By Samad Khan | July 8, 2026
TONOPAH — A burrowing owl sits on top of a weather sensor array as it watches the desert below. A few feet away, its burrow disappears into the sandy soil. Beyond the nearby fence line, thousands of solar panels stretch across the landscape, turning Arizona sunshine into electricity.
The Sun Streams solar farm, located 17 miles west of Buckeye, is first and foremost built to harvest energy. But it has also become home to what some people say is one of Arizona’s most recognizable birds.
Last year, Longroad Energy partnered with the nonprofit Wild at Heart to build a habitat for burrowing owls displaced by development. The project also gave researchers a rare look at how the birds adapt to living next to a large-scale solar facility.
“We’re still figuring it out,” said Deron Lawrence, Longroad’s vice president of environment. “Part of the research we’re undertaking is figuring out what that effect is and how the owls are affected.”

In March 2025, Wild at Heart relocated nine owl pairs and one single male from a housing development about 50 miles away from the solar site. Motion-activated cameras now track the colony’s 30 open artificial burrow sites around the clock, while biologists monitor nesting success and survival.
For Greg Clark, Wild at Heart’s burrowing owl habitat coordinator, the project is the product of nearly 27 years of work.
“When we started investigating burrowing owls in 1999 and 2000, it was clear they were in trouble,” Clark said. “We decided in 2000 that we were going to do something about it.”


Clark thinks the solar site might actually work in the owls’ favor. Unlike trees or thick vegetation, which can hide predators, the open landscape lets the birds spot danger from far away.
“Solar panels don’t block the owl’s visibility,” Clark said. “The panels may even attract insects the owls can feed on.
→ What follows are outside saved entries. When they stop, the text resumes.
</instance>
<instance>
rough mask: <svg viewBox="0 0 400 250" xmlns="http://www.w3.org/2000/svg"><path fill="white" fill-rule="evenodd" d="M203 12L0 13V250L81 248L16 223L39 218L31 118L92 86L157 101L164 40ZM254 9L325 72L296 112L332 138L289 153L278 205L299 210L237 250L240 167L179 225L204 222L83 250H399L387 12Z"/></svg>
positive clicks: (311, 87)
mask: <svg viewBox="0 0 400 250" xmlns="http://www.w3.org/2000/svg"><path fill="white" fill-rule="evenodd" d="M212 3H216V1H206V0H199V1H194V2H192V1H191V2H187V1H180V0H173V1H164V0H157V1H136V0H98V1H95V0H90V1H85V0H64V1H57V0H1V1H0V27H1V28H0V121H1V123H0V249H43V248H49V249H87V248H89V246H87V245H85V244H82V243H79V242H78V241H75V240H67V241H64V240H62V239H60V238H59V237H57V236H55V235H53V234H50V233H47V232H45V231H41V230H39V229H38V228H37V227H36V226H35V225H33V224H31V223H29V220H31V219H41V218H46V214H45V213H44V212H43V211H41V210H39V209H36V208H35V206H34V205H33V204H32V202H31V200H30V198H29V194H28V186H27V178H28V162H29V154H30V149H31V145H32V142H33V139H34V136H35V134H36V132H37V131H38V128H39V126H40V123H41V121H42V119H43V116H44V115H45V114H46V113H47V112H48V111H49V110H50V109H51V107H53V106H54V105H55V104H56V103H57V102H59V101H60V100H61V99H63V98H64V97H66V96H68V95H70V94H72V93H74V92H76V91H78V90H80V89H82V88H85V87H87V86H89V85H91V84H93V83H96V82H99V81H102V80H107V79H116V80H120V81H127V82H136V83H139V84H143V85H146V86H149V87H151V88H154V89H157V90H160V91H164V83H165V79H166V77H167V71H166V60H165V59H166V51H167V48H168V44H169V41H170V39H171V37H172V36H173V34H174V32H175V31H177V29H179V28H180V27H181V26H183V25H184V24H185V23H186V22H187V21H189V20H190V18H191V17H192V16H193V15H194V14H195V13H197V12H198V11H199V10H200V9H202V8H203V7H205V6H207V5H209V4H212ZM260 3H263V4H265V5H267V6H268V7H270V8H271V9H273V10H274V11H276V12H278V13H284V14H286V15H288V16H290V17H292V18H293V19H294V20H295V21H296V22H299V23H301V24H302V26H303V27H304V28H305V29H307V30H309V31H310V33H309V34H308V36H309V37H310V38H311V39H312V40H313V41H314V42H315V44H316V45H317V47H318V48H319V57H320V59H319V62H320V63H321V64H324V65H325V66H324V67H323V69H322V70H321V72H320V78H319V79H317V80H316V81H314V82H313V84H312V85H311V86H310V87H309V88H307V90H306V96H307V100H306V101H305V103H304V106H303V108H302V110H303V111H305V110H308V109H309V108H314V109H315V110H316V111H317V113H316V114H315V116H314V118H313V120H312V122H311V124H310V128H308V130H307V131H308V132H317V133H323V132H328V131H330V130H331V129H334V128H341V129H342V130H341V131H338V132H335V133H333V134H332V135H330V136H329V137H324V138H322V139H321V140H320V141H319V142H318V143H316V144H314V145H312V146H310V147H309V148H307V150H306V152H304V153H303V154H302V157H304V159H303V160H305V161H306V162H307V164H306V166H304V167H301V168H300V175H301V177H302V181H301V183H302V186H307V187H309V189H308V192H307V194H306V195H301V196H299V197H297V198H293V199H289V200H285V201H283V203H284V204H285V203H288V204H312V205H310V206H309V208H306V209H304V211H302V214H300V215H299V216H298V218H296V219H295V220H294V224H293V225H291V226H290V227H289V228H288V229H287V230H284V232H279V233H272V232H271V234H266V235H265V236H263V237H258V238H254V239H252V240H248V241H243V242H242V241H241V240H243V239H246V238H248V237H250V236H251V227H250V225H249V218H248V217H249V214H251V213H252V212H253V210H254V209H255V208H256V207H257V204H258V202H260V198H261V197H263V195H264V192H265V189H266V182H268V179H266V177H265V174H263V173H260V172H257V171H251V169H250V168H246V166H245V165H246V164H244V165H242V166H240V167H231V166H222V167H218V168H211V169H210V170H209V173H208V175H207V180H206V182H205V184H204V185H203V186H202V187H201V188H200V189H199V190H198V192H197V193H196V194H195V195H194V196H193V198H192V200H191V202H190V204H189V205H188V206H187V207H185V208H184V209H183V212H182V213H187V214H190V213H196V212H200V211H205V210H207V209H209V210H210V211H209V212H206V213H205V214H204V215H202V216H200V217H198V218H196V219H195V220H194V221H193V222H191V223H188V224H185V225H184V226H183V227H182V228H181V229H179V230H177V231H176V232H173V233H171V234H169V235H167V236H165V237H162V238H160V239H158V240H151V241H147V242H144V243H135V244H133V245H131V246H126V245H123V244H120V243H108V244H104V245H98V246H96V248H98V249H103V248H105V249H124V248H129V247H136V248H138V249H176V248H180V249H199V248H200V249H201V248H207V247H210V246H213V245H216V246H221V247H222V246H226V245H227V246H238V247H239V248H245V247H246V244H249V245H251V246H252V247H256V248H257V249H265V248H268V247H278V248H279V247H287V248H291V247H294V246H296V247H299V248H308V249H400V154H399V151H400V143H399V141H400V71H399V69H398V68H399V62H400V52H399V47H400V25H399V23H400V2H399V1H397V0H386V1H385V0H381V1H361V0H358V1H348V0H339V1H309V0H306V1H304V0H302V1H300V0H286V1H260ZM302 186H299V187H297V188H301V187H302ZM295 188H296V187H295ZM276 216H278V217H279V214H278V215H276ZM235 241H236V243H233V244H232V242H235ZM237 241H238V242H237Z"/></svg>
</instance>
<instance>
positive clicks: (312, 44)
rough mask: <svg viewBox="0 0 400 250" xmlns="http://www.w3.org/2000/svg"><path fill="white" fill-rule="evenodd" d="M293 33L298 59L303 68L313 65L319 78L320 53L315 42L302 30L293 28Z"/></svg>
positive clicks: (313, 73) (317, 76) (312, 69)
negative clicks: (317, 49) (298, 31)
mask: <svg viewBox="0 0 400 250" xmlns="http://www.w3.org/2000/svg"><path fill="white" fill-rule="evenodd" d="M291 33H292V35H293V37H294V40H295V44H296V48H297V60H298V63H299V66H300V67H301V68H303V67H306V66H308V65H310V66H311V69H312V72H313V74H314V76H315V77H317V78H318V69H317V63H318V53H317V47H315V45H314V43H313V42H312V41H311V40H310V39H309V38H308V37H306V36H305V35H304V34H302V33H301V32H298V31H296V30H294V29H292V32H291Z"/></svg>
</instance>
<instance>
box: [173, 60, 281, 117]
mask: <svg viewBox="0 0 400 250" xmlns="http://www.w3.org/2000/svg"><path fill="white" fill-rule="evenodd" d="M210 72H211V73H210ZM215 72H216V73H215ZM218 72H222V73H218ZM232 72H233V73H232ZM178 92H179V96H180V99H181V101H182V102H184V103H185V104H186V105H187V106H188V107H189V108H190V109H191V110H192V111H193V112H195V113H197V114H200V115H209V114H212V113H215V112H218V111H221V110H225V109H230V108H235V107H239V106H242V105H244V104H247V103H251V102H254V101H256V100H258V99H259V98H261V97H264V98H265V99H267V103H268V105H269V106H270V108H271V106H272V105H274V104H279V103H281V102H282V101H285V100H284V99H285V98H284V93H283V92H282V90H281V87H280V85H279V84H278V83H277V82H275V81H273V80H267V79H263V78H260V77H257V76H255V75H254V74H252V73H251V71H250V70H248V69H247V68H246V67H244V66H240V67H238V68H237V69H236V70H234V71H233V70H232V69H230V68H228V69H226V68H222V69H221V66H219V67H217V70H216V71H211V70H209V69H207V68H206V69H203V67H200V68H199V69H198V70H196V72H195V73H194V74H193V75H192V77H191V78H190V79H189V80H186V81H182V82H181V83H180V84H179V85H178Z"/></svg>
Though we’re still learning.”
It’s the owls’ human-like behavior that keeps Clark coming back to the desert.


“They chase each other around. They’ll stand up to dogs and coyotes,” Clark said. “The juveniles pick fights with each other. The males interact with female owls. The owls almost act like tiny little people.”
About 10 miles away, Clark checks on another part of the project at the Mesquite Wildlife Oasis, where irrigation lines run from water totes through the desert, watering grasses and flowering plants. The goal is simple: draw in the butterflies, moths and grasshoppers that burrowing owls feed on.
Every few weeks, Clark inspects the drip system, checks the artificial burrows and reviews trail camera footage to make sure the habitat is still supporting the 40 owls now living at the solar farm.
The oasis also doubles as an outdoor classroom where, Clark says, horticulture students learn how restoring native plants can support an entire desert ecosystem.
Clark knows this work takes patience. Seeds take time to grow. Habitats take years to mature. And every relocated owl faces new challenges.
Still, he believes it’s worth it.
“Development and wildlife conservation can coexist,” Clark said. “If you build conservation into a project from the beginning, you can create places where wildlife still has a chance.”